Fast-forward to 2015 when Adele dropped "Hello" on Oct. 23, her first single since "Skyfall" in 2012. Six days later, during an Oct. 29 interview with Ryan Seacrest, infamously stage-wary Adele said, "I definitely will do as many shows as I've always done before. I'd love to do a world tour, and I'd love to be able to say I've done it in the end, but I don't know if I'm strong enough for it." 

The question: Is Adele strong enough? It certainly seems so. She's performed on Saturday Night Live since the release of 25 and recorded a holiday special at Radio City Music Hall on Nov. 17, a teaser for which is available here.  

"I have been bluffing this whole time." In August, the Daily Mail reported that Adele had turned down a nearly $121 million offer to tour 25 not necessarily surprising. As the Mirror reported, Adele has said that fame is both "quite frightening" and "very toxic," and that "there is something quite lonely about going on stage in front of loads of people and then everyone going home." The Mirror also cited a Facebook message she wrote to her fans, in which she classified 25 as a means of making up with herself, writing the album is "making up for lost time. Making up for everything I ever did and never did." 

Ever did and never did as in a world tour, perhaps?

In her video announcement of the U.K. and European tour, Adele copped to having conned us all when it came to her reticence about touring. "I have been bluffing this whole time," she says in the video. 

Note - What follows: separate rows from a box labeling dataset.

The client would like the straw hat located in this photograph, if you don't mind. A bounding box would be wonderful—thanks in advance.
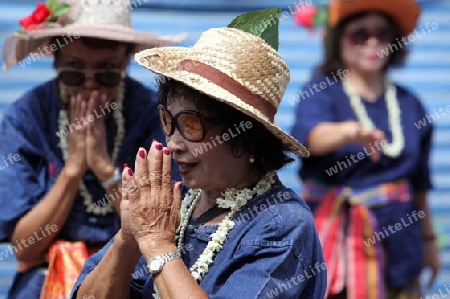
[328,0,420,36]
[135,28,309,157]
[2,0,188,69]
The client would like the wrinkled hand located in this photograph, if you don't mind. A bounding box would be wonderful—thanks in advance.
[120,168,139,249]
[343,121,386,162]
[423,241,442,288]
[127,141,181,245]
[85,91,114,181]
[66,95,88,176]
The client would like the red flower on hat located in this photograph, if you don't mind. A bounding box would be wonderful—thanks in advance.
[19,3,52,30]
[295,5,328,31]
[16,0,70,35]
[295,6,318,29]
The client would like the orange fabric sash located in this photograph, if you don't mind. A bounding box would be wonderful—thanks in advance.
[40,241,89,299]
[302,181,410,299]
[17,240,103,299]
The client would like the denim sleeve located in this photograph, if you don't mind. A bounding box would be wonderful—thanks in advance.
[410,98,433,192]
[0,106,47,242]
[69,238,148,299]
[291,77,336,145]
[205,191,327,299]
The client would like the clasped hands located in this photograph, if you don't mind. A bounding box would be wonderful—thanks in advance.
[120,140,181,256]
[66,91,114,181]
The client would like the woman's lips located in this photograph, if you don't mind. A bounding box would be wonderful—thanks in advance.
[177,162,197,175]
[367,54,380,61]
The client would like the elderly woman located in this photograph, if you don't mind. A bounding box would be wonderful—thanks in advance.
[72,14,327,299]
[0,1,185,299]
[293,0,440,299]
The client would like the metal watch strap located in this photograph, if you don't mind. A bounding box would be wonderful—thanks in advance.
[102,167,122,188]
[147,252,181,275]
[160,252,181,264]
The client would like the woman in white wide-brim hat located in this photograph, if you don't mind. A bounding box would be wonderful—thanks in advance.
[72,11,327,299]
[0,0,186,299]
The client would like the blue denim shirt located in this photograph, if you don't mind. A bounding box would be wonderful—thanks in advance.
[71,185,326,299]
[0,77,180,299]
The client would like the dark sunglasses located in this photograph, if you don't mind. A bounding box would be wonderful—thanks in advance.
[57,68,125,87]
[346,27,394,46]
[158,105,218,142]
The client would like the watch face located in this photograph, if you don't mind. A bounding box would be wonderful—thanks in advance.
[148,258,163,272]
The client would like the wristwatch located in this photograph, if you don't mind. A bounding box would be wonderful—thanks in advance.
[147,252,181,275]
[102,167,122,189]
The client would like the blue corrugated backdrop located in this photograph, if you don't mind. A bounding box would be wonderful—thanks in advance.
[0,0,450,299]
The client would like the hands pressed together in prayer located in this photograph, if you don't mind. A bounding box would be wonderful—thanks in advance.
[66,91,114,181]
[120,141,181,256]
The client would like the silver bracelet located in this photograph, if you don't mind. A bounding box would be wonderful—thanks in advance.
[102,167,122,189]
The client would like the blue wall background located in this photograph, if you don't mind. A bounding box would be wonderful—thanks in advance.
[0,0,450,299]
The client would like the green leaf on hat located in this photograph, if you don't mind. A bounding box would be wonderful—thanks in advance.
[228,8,281,51]
[53,3,70,17]
[46,0,58,12]
[313,6,328,27]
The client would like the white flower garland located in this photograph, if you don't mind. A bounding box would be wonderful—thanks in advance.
[342,78,405,158]
[58,81,125,216]
[153,171,276,299]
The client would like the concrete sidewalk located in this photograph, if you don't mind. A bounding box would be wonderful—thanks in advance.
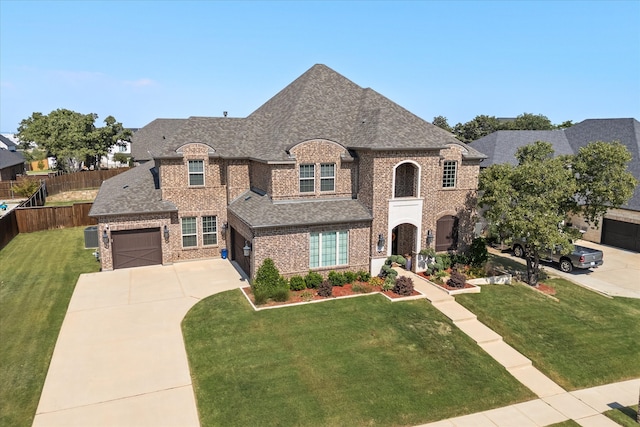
[408,271,640,427]
[33,259,246,427]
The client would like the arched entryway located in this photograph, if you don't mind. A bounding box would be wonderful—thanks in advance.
[393,162,420,198]
[391,223,418,264]
[436,215,458,252]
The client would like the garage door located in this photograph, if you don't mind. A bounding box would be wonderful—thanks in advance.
[231,227,251,277]
[602,218,640,252]
[111,228,162,269]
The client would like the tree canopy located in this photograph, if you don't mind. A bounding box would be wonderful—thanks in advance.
[433,113,573,143]
[478,141,637,286]
[18,108,131,169]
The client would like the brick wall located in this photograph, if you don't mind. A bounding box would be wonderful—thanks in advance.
[252,223,370,277]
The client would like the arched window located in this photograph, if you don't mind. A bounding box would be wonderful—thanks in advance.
[393,162,420,198]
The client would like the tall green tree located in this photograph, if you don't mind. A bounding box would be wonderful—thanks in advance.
[432,116,453,132]
[453,115,503,143]
[478,141,637,286]
[18,108,131,170]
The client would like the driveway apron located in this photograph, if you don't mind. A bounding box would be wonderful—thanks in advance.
[33,259,246,426]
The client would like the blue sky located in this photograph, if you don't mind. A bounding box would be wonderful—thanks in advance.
[0,0,640,132]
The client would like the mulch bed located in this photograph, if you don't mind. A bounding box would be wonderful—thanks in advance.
[242,283,420,308]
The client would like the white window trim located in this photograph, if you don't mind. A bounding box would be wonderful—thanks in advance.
[320,163,336,193]
[187,159,205,187]
[202,215,218,247]
[442,160,458,188]
[180,216,198,249]
[309,230,349,269]
[298,163,316,194]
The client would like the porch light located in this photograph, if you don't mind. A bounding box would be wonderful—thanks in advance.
[427,230,433,246]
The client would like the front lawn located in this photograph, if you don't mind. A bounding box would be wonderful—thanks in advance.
[0,231,100,426]
[182,290,535,426]
[456,279,640,390]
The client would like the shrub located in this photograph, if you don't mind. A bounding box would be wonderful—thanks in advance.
[318,280,333,297]
[393,276,413,296]
[351,282,373,294]
[382,276,396,291]
[271,277,289,302]
[253,288,269,305]
[13,179,40,197]
[356,270,371,282]
[342,271,358,284]
[369,276,384,286]
[447,270,467,289]
[304,271,324,289]
[468,237,489,267]
[289,276,307,291]
[327,271,346,286]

"Of course" she's touring, because how can she not? The official Vevo video for "Hello" has been viewed nearly 600 million times on YouTube to date. According to USA Today, the singer sold more than 4 million copies of her most recent LP, 25, in 10 days, which makes it the fastest-selling album in the history of albums. Projected sales figures for 25 were so staggering that WME reportedly proposed to Apple a $30 million sponsorship deal for an Adele world tour, before the album even dropped. 

The success of 25 is staggering. It is record-smashing. It is the kind of thing that usually warrants a whole-nine-yards tour. 

If it doesn't happen, though — if Adele sticks to her guns and her current schedule — American fans can at least be grateful to have avoided the fiasco that is attempting to buy tickets on Adele.com. Regardless, Mic will keep the updates coming as more information becomes available.